Respiratory viruses are important pathogens causing hospital-acquired infections [15, 16]. Several hypothetical explanations were specifically described as the nosocomial extinction of RSV in previous studies. For decades, it has been known that viral nosocomial ARTIs is a particular problem in pediatric patients [17]. In our study, RSV was predominantly (87.5%) associated with nosocomial ARTIs. Detailed studies of non-influenza nosocomial respiratory viral infections are limited. A recent study conducted at nonepidemic settings in the United States found that the rhinovirus and/or enterovirus were the predominant nosocomial viruses in children and adults with ARTIs [18]. A previous prospective cohort study demonstrated that rhinovirus was the most commonly detected virus among children with viral respiratory infections, and approximately 20% of these infections were hospital-acquired [19]. Impact, 73% of nosocomial respiratory infections among children were due to rhinovirus [20]. In here, we haven’t tested rhino and enteroviruses. So, we may have missed a fair amount of nosocomial viral ARTIs. However, another study conducted in children under 5 years of age found that RSV and influenza were associated with 51% and 19% of such cases, respectively [21].
Once considered the risk factors; modifiable risk factors, outdoor air pollution and mode of delivery (following caesarian section) were significantly contributed to the acquisition of HA-RSV [22]. Outdoor dusty nature was predominant in the study period where most of the rural and urban road construction and development were undertaken. Delivery following the caesarian section would lead to a low level of immunity and adaptability thus warrant a higher tendency for the development of infections [23]. Passive smoking and indoor air pollution neither risk or protective factors for the acquisition of HA or CA-RSV. Perhaps these could be risk factors for the occurrence of any viral ARTIs.
More often children get urinary, gastrointestinal tract infections and less frequently get infections in the central nervous system. All conditions could lead to under-nutrition and ended in a low level of immunity thus making vulnerable to respiratory tract infections. Once these children admitted to the health care facility, they are more prone to develop HAI. Children who are having CHD, immunodeficiency, seizure episodes and trisomy 21 would lead to the acquisition of HA-RSV infections in great.

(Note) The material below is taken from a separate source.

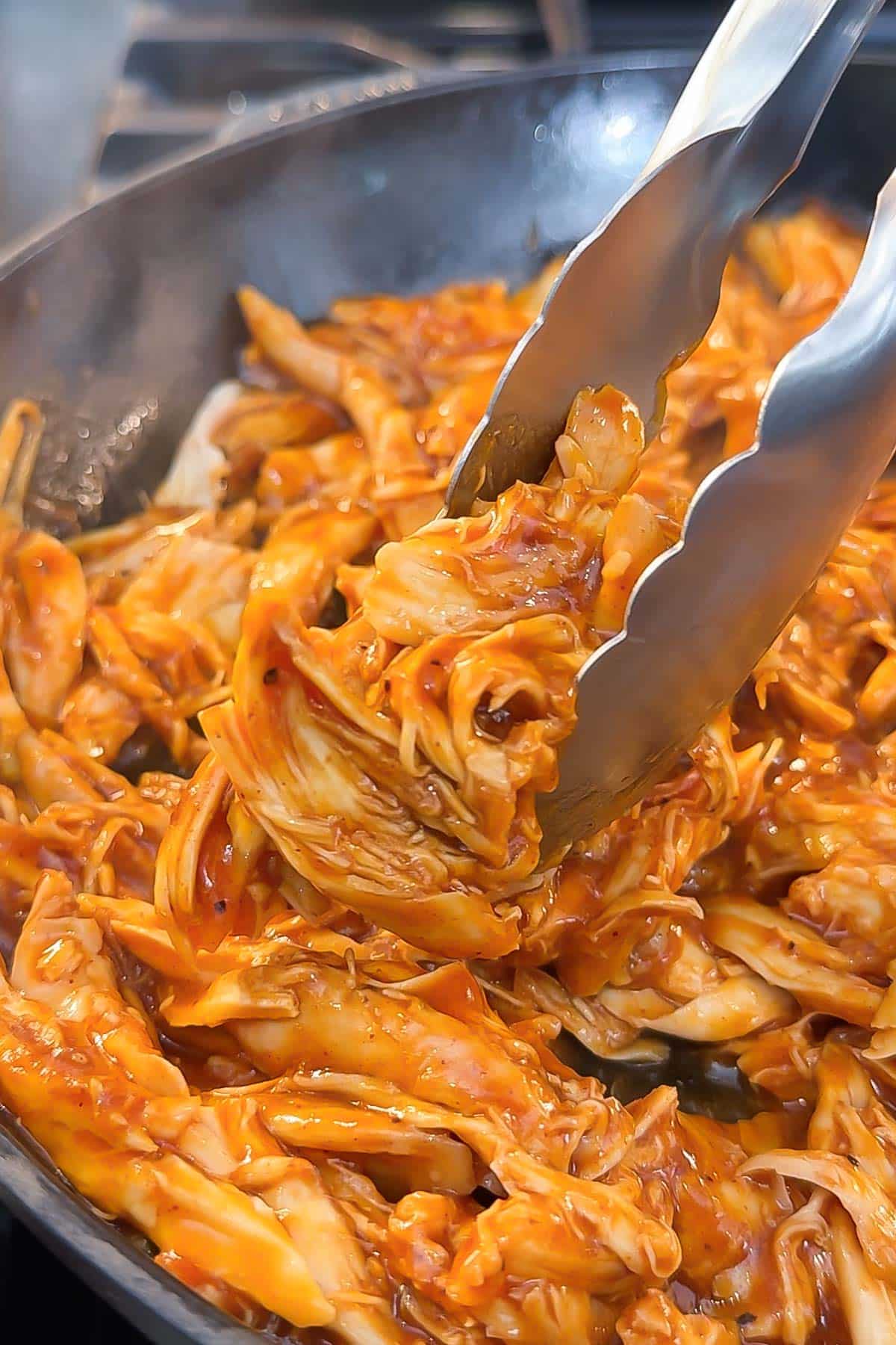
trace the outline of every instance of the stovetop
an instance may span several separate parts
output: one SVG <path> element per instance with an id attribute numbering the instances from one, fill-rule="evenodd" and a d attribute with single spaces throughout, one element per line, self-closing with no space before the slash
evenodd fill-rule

Our study specifically describes the vulnerability of nosocomial RSV infections. Several factors have been discussed about RSV’s high capability of becoming one of the major viral HAI. Outbreaks of RSV infection occur every year and the spread is considerable in the globe. It affects all ages, including healthy and people with underlying conditions. Most bacterial agents causing nosocomial illness, are mostly observed primarily in patients with chronic compromising conditions. The RSV shedding in the respiratory secretions of young children tends to be for longer periods with high titer and in adults shed appreciable quantities of virus for 3 to ≥ 7 days [22, 24]. Finally, RSV in secretions may remain infectious in the environment for periods long enough for transmission on hands and fomites.

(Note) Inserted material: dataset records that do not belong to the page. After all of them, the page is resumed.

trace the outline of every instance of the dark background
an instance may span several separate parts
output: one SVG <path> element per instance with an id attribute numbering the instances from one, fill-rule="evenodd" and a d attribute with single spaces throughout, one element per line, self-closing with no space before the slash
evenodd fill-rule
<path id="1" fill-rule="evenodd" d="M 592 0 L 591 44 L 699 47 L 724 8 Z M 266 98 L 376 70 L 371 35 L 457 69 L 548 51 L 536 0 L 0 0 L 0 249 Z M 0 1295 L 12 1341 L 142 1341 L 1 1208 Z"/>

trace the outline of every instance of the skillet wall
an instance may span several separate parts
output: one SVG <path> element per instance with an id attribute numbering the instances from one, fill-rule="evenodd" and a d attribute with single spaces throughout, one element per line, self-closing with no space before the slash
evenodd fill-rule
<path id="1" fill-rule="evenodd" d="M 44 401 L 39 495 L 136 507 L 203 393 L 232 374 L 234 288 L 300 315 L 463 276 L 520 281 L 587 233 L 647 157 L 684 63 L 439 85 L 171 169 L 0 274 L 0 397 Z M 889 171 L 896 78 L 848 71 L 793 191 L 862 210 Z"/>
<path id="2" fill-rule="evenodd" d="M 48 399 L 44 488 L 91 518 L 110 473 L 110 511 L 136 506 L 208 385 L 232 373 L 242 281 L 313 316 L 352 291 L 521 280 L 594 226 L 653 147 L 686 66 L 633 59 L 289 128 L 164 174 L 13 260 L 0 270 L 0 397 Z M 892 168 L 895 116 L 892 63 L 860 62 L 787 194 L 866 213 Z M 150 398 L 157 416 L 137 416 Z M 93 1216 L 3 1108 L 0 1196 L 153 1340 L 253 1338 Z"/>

Here, children who died from HA-RSV disease had chronic diseases (Down’s syndrome and CHD). Patients with Down’s syndrome are at a greater risk of acquiring RSV-ARTI. Children with Down’s syndrome have an increased rate of comorbidities with both CHD and pulmonary hypertension, which are two independent risk factors for RSV ARTI [25,26,27]. Further, ICU stay is an independent risk factor for RSV-ARTI. Initially presented to inward care for UTI and later admitted to ICU for further care.
Once compared to nosocomial methicillin resistance Staphylococcus aureus and candidiasis, the risk of mortality is less in HA-RSV [28, 29]. Contrary the morbidity is high because the incidence is high and associated burden to the family, the society finally to the country is high. This is mainly because it is prevalent among children so the guardian has to stay with the child and provision of care is demanding [24, 25].
Respiratory syncytial virus is mainly spread following close contact with aerosols of infectious respiratory secretions and medical staff is at risk of acquiring as well as spreading the virus. RSV is a labile virus and is promptly inactivated following contact with alcohol, detergents, and antibacterial soaps [13, 21]. Thus hand-washing probably plays the most important part in infection control. Although there are various barrier methods, the isolation of RSV-positive patients in single rooms or cohorting is recommended [30]. Central to such practice is to make healthcare personnel as well as parents/guardians of patients aware of characteristics, transmission, and risk factors for the occurrence of nosocomial RSV-ARTIs.